Bruce Harris, tax partner at PWC with expertise in personal and small-business tax issues, believes the next budget will offer more broad-based tax incentives that will particularly benefit low- and middle-income earners. “The type of amendment will be different than [past] changes that were more targeted tax savings, such as the physical activity and transit pass tax credits.” Changes to tax bracket thresholds, as recommended by the Standing House Committee, affect more people, which is preferential if this government wants a majority in the next election, said Harris during the PWC pre-budget conference call.
Harris also believes the government will take into consideration the recommendations from the Standing House Committee and the C.D. Howe Institute regarding the increase of the RRSP threshold (from 18% to 25%) and the implementation of a separate, second tax-free retirement investment vehicle.

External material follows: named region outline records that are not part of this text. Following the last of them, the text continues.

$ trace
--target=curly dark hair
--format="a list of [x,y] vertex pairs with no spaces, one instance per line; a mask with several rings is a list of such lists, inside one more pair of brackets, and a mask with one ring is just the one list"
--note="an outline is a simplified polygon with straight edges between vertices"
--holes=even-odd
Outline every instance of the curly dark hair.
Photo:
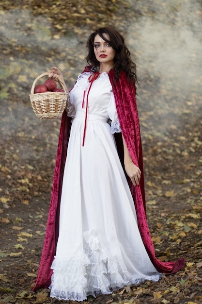
[[[103,35],[105,34],[108,35],[109,38],[109,40]],[[88,64],[93,67],[99,67],[100,63],[96,59],[94,52],[94,39],[97,34],[106,42],[109,43],[116,51],[114,59],[115,81],[119,79],[121,72],[124,71],[128,81],[130,82],[132,81],[136,88],[136,84],[139,84],[138,78],[136,75],[136,65],[132,61],[130,52],[125,44],[124,37],[115,29],[109,27],[100,28],[90,35],[87,43],[87,48],[89,52],[86,57]]]

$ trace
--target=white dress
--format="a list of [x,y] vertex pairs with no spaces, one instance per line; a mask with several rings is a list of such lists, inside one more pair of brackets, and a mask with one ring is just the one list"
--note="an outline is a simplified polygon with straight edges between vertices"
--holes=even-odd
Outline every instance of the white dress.
[[157,281],[161,276],[143,244],[116,150],[112,133],[121,130],[107,73],[89,91],[82,146],[91,74],[80,75],[70,93],[73,121],[50,286],[50,296],[61,300],[82,301],[89,295],[110,293],[145,280]]

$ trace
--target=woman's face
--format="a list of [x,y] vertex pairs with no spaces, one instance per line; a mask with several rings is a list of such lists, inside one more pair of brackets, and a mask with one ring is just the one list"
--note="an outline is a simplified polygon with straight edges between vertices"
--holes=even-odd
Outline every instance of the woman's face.
[[[107,34],[104,34],[103,36],[107,40],[109,40]],[[97,34],[94,37],[93,44],[94,52],[97,60],[100,63],[107,64],[113,67],[116,51],[112,49],[110,44]]]

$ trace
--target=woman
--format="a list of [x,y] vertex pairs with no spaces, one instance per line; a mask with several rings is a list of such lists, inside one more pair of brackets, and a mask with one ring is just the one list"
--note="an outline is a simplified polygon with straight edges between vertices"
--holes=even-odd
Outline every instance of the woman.
[[[173,273],[185,263],[157,260],[149,235],[130,52],[109,27],[93,33],[87,46],[90,66],[71,90],[68,116],[64,113],[62,118],[33,288],[49,287],[51,297],[78,301],[157,281],[161,272]],[[64,82],[57,68],[49,76]]]

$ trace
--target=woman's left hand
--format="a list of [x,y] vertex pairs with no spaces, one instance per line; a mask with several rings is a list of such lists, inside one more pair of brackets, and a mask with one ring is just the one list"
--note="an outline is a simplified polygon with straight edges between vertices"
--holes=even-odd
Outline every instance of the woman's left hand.
[[131,180],[134,186],[138,186],[141,177],[141,171],[130,159],[124,163],[125,170],[127,175]]

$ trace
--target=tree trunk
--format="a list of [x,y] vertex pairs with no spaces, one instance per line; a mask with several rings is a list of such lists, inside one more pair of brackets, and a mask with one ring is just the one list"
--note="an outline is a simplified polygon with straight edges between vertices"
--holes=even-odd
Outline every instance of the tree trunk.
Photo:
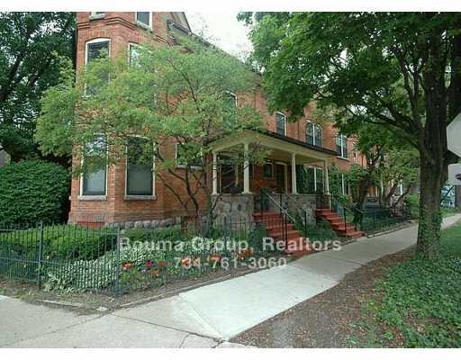
[[438,256],[440,249],[440,198],[443,183],[443,171],[438,171],[437,166],[434,168],[421,159],[420,222],[416,248],[418,255],[429,259]]

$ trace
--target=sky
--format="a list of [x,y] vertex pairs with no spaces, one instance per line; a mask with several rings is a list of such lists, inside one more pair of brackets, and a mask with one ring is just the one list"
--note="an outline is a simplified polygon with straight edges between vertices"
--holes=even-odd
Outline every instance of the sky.
[[251,51],[249,29],[237,20],[237,12],[185,13],[193,32],[240,59]]

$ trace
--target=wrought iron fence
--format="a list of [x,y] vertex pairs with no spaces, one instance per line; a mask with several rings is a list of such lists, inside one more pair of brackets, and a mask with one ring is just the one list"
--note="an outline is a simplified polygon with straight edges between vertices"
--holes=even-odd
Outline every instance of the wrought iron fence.
[[0,274],[47,290],[120,294],[220,271],[223,262],[258,253],[264,236],[248,219],[127,230],[3,226]]

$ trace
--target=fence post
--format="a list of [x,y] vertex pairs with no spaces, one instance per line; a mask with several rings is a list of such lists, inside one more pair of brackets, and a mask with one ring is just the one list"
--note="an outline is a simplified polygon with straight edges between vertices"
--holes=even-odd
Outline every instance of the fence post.
[[40,222],[39,231],[39,258],[38,258],[38,269],[37,269],[37,284],[39,289],[41,288],[41,267],[43,265],[43,221]]
[[117,248],[115,251],[115,296],[120,296],[120,227],[117,227]]

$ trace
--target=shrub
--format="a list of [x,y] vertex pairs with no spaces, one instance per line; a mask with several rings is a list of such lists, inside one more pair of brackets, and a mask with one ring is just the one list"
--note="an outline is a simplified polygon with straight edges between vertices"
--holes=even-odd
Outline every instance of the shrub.
[[[0,233],[0,252],[22,258],[38,256],[40,228]],[[112,230],[91,230],[76,225],[43,227],[43,257],[46,260],[95,259],[115,248]],[[9,254],[9,256],[7,255]]]
[[69,176],[59,165],[21,161],[0,169],[0,223],[53,222],[63,219]]

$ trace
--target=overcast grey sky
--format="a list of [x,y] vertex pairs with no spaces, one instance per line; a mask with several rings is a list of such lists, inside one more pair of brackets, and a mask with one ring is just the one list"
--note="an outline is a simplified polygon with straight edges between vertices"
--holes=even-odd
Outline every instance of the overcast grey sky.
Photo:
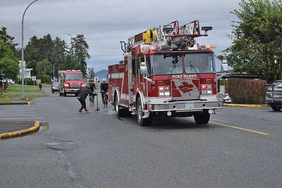
[[[21,21],[26,9],[33,0],[1,0],[0,27],[7,28],[15,43],[21,47]],[[182,25],[199,20],[200,27],[212,26],[207,37],[197,38],[200,45],[216,44],[216,55],[231,44],[230,13],[239,10],[241,0],[124,1],[38,0],[27,9],[24,20],[24,46],[34,35],[38,38],[50,33],[69,44],[68,34],[83,34],[91,58],[88,68],[97,72],[123,59],[120,41],[157,25],[178,20]],[[203,34],[204,32],[202,31]],[[216,69],[221,62],[217,60]],[[229,69],[230,68],[229,68]]]

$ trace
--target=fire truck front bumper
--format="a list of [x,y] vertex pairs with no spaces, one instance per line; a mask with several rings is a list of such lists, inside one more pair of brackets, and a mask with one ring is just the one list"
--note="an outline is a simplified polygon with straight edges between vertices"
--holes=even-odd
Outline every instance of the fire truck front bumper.
[[180,101],[149,105],[150,111],[156,112],[184,112],[202,111],[204,109],[214,110],[223,108],[223,100]]
[[65,92],[68,93],[76,93],[79,88],[65,88]]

“The U.K. already has a system that allows individual investors a chance to save 7,000 or 8,000 [pounds] tax free per year. Our government may need to put a limitation on these savings, as the U.K. has done, and may need provisions to ensure the funds are truly used for their intended purpose, but [options] may allow the government to indirectly keep a pre-election promise by indirectly facilitating no tax on capital gains [through these new thresholds and retirement investment plans].”
“On the corporate tax side, we don’t expect a lot of changes,” said Gord Jans, tax partner at PWC. “The lack of financial room makes any substantial changes unlikely.” Jans points out that the Blue Book proposed by the Conservatives and subsequent budgets already reduced the 19% corporate tax to 18% by 2010 with a further reduction to 15% by 2012.
“But we still expect some changes [in the budget] that could bring some relief for certain sectors, such as manufacturing, forestry and the auto industry.”
Jans also believes the budget may extend the depreciation rules, allowing a $4 million annual limit up from $2 million, and R&D tax credits for public companies. (He does not see this option broadened beyond private sector to public companies or foreign companies as yet, due to affordability issues.)
Another area Jans believes the government may offer incentives is through environmental initiatives. “The form of that is hard to predict,” said Jans, but he anticipates that there may be incentives to help truck drivers (and companies) to reduce emissions — a proposal from the Standing House Committee — or these incentives may take the “form of accelerated depreciation deductions in investing in energy conservation.”
On the whole, though, Jans expects that the upcoming budget will mean “more tweaking than wholesale change,” at least on the corporate side.